Meantime, the time extension led to a surge in Dhaka stock prices. The benchmark index of the prime bourse, DSE General Index (DGEN), jumped up 120 points, or 1.4 percent to 8,723.
The DGEN also reached its highest-ever level, surpassing the previous record of 8,721 points on November 25.
Banking stocks led the rally, as the sector went up by 2.91 percent with contributing 42 percent to the total turnover in terms of value — Tk 2,479 crore.
“Stockbrokers and dealers as well as investors take the time extension positively, which led the market to go up,” according to a market insider.
The SEC on November 25 asked the stockbrokers to double their deposit against any additional trade exposure to the capital market in an effort to tighten the liquidity flow.
As per the new rule, a stockbroker or a stock exchange member is supposed to deposit 40 percent of its additional trade exposure, instead of 20 percent, if trade value crosses by Tk 1 crore after the free limit for Tk 5 crore.
For up to Tk 8 crore, the SEC increased the ratio to 60 percent from 30 percent; while the ratio is 80 percent for up to Tk 9 crore.
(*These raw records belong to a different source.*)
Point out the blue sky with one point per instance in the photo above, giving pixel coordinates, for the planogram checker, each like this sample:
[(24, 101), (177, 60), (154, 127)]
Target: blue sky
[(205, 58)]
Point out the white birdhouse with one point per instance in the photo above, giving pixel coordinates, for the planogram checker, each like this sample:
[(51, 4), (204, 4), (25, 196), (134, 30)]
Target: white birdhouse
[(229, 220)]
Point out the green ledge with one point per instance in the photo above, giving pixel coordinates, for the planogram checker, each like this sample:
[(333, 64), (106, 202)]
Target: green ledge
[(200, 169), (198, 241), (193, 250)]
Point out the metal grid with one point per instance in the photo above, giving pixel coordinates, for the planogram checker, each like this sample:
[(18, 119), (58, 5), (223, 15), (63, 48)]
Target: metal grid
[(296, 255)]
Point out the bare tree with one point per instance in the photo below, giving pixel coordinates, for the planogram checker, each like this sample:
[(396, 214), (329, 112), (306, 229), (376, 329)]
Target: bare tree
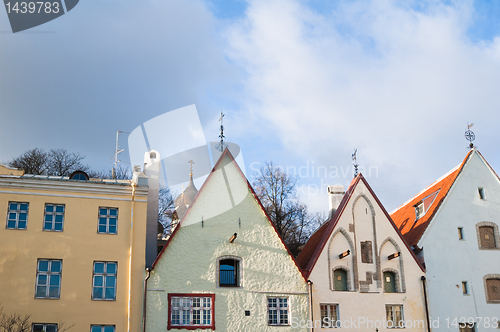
[(277, 192), (32, 161), (62, 163)]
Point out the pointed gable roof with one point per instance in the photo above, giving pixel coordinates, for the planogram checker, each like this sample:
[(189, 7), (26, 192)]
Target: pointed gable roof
[(405, 217), (228, 154), (313, 248)]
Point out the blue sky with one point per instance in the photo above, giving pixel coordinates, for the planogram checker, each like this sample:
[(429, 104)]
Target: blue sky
[(302, 83)]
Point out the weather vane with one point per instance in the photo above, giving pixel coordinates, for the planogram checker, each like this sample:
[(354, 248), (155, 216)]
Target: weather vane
[(220, 146), (355, 162), (469, 135)]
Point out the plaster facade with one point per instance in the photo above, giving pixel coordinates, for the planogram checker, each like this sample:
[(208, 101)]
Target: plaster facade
[(362, 226), (188, 264), (77, 246), (450, 261)]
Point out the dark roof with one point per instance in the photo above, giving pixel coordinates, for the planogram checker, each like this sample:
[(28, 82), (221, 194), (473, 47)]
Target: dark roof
[(405, 217), (313, 248)]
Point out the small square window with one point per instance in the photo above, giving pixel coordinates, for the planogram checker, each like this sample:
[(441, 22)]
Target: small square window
[(104, 281), (54, 217), (17, 216), (108, 220), (102, 328), (48, 279), (39, 327), (481, 193)]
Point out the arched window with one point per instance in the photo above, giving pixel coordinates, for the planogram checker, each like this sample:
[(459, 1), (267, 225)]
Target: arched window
[(340, 280), (389, 282), (229, 272)]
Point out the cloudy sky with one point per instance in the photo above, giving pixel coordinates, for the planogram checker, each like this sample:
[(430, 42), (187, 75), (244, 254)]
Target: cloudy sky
[(302, 83)]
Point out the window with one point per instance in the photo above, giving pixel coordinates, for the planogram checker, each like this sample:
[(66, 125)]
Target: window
[(102, 328), (107, 220), (229, 272), (48, 279), (44, 327), (487, 237), (493, 290), (465, 288), (389, 282), (193, 311), (104, 281), (54, 217), (366, 252), (329, 315), (17, 217), (340, 280), (394, 315), (481, 193), (277, 311)]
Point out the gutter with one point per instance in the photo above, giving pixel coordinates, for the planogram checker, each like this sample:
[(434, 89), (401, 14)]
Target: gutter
[(426, 305), (148, 271)]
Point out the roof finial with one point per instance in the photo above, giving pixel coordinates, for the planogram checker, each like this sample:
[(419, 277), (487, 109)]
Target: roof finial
[(355, 162), (191, 168), (469, 135), (220, 146)]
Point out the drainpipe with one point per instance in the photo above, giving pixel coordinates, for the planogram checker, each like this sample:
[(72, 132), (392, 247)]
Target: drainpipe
[(426, 306), (129, 309), (148, 271), (309, 282)]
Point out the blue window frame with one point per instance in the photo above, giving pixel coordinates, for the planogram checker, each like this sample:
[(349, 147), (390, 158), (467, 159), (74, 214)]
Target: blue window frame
[(104, 281), (48, 279), (102, 328), (108, 220), (17, 217), (54, 217)]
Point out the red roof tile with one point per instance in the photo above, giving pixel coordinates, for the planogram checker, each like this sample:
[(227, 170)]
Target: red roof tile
[(405, 218)]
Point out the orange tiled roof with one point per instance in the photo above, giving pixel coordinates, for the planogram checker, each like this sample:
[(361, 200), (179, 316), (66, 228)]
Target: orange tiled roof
[(405, 218)]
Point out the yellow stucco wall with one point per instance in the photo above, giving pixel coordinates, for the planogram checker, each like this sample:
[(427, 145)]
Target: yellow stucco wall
[(189, 263), (78, 246)]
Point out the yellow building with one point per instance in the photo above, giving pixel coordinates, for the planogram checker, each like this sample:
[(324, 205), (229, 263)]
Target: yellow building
[(72, 250)]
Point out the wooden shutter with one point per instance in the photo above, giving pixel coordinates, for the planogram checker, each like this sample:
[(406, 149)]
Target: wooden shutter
[(487, 237), (493, 288), (340, 280)]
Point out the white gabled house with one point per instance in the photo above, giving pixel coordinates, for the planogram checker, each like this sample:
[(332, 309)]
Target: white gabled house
[(452, 225), (364, 276), (225, 267)]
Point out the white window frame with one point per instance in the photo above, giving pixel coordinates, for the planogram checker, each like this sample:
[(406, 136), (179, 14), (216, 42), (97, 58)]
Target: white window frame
[(17, 213), (327, 321), (390, 308), (108, 216), (54, 214), (101, 327), (279, 305), (44, 326), (104, 285), (48, 276)]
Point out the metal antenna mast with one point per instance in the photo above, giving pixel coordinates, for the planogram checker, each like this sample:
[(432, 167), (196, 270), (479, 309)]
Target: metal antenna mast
[(469, 135), (220, 146), (355, 162)]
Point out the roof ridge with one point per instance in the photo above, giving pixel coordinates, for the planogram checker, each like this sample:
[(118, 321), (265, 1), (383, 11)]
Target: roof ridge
[(427, 188)]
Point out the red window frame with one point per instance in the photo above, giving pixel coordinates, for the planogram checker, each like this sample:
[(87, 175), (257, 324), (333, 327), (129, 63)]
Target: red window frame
[(190, 327)]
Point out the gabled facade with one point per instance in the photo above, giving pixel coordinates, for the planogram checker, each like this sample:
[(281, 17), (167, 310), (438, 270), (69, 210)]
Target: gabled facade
[(364, 276), (225, 267), (73, 251), (453, 225)]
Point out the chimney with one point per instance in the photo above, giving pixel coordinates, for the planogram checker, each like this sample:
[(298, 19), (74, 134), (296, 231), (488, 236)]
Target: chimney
[(335, 195)]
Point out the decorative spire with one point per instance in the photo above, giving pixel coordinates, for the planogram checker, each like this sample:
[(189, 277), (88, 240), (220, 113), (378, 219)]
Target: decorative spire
[(220, 146), (469, 135), (355, 162)]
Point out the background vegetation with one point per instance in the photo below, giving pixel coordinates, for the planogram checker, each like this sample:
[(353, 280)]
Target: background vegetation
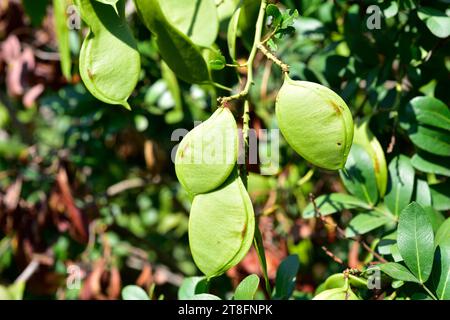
[(93, 185)]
For any amount above Tk 9 crore, the ratio is unchanged at 100 percent.
The revised rule will not allow any member to cover more than 50 percent of the required margin deposit through bank or corporate guarantee.
In line with the previous rule, a stockbroker could cover 10 percent of member’s margin by cash, pay order, fixed deposit receipt or other acceptable instruments and the rest through bank guarantee.
Earlier in a meeting with SEC, DSE members also welcomed the proposal on such revision of margin rule by enhancing the ratio.
But now they backtracked on their stand saying that covering 50 percent margin in cash or other acceptable securities might lead many stockbrokers to stop trading after a certain period of time, as they would not be able to cover the margin as required by the regulator.